La dosis no es la tuya a ojo
La dosificación en animales no se calcula trasladando "lo que tú tomas" a un cuerpo más pequeño. Depende de la especie, el peso, el estado de salud y muchos factores que no puedes improvisar por tu cuenta en casa. Una cantidad mal calculada es justo lo que convierte algo presuntamente inofensivo en un problema.
Interacciones con su medicación
Si tu mascota toma algún tratamiento, especialmente animales mayores o con enfermedades crónicas, el CBD podría interferir con cómo su cuerpo procesa otros fármacos. Esto es algo que solo puede valorar quien conoce su historia clínica.
Qué dice la referencia de seguridad en humanos (y por qué no basta)
A menudo se menciona el informe del Comité de Expertos en Farmacodependencia de la OMS de 2018, que describió un perfil de seguridad razonable del CBD en personas y sin potencial de abuso destacable. Es un documento serio y útil, pero hay que entenderlo bien: habla de seres humanos. No es un aval para animales ni un permiso para improvisar dosis caninas o felinas. Que algo se tolere de cierta manera en personas no garantiza lo mismo en otra especie con otro metabolismo.
Lo traigo precisamente para marcar el límite: lo poco sólido que tenemos se refiere sobre todo a humanos, y el salto a las mascotas no está cubierto por esa evidencia.
Entonces, ¿qué hago?
Mi mensaje es sencillo y va en serio: no automediques a tu mascota. Por mucho cariño y buena intención que pongas, no es el camino.
- Habla siempre con tu veterinario antes de plantearte nada. Es quien conoce a tu animal, su peso, su edad y su medicación.

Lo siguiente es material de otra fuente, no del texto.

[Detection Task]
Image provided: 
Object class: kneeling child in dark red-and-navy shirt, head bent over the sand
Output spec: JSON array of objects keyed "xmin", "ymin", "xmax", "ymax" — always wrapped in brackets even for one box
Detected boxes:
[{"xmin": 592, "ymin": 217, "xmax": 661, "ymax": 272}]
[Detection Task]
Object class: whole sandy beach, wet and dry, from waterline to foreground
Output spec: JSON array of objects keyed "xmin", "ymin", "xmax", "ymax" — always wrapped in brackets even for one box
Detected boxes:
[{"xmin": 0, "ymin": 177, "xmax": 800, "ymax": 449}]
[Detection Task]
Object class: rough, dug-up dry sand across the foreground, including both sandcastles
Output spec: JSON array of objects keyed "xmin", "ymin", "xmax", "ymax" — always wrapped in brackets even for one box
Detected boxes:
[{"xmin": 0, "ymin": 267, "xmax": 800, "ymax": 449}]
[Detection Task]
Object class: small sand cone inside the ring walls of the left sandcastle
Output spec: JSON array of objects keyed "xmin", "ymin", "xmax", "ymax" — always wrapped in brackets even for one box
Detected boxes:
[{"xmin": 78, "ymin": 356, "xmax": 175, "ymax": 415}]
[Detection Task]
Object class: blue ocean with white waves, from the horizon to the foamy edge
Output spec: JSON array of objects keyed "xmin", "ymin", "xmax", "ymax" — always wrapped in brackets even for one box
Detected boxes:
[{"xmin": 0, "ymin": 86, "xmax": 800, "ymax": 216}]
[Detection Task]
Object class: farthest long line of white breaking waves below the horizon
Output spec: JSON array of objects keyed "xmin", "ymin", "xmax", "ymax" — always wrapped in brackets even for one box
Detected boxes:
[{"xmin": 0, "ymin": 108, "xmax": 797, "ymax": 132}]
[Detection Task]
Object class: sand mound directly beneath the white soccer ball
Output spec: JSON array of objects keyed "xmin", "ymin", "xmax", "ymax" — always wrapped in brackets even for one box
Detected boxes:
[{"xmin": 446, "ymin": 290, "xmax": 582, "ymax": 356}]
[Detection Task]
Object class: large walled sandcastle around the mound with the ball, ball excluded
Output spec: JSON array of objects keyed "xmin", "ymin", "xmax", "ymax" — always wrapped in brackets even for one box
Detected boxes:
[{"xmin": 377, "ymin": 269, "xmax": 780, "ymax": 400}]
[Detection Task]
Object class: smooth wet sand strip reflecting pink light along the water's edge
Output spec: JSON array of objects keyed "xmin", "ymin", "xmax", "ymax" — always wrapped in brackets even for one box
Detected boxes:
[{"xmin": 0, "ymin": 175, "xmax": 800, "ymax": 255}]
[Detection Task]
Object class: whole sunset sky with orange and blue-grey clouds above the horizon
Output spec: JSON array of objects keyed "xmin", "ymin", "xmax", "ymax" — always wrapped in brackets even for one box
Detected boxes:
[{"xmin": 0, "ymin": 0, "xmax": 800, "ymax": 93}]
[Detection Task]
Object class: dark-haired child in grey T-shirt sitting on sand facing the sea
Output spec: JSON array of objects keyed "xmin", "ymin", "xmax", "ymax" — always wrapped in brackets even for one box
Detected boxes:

- Desconfía del marketing. Si una marca promete que cura la ansiedad, el dolor o las convulsiones de tu perro o gato, está prometiendo más de lo que se puede demostrar.
- No uses productos pensados para humanos. Aunque te parezca que "es lo mismo", el THC, los aromas y los edulcorantes cambian la ecuación por completo.
- Observa y consulta. Si tu animal sufre dolor o nerviosismo, lo que necesita es un diagnóstico, no un aceite comprado por internet.
Quiero ser muy claro para terminar: esto no es consejo veterinario. Es una invitación a la prudencia. La moda del CBD para mascotas corre mucho más rápido que la evidencia, y entre tanto entusiasmo el sentido común y tu veterinario siguen siendo, de lejos, lo mejor que puedes ofrecerle a tu animal.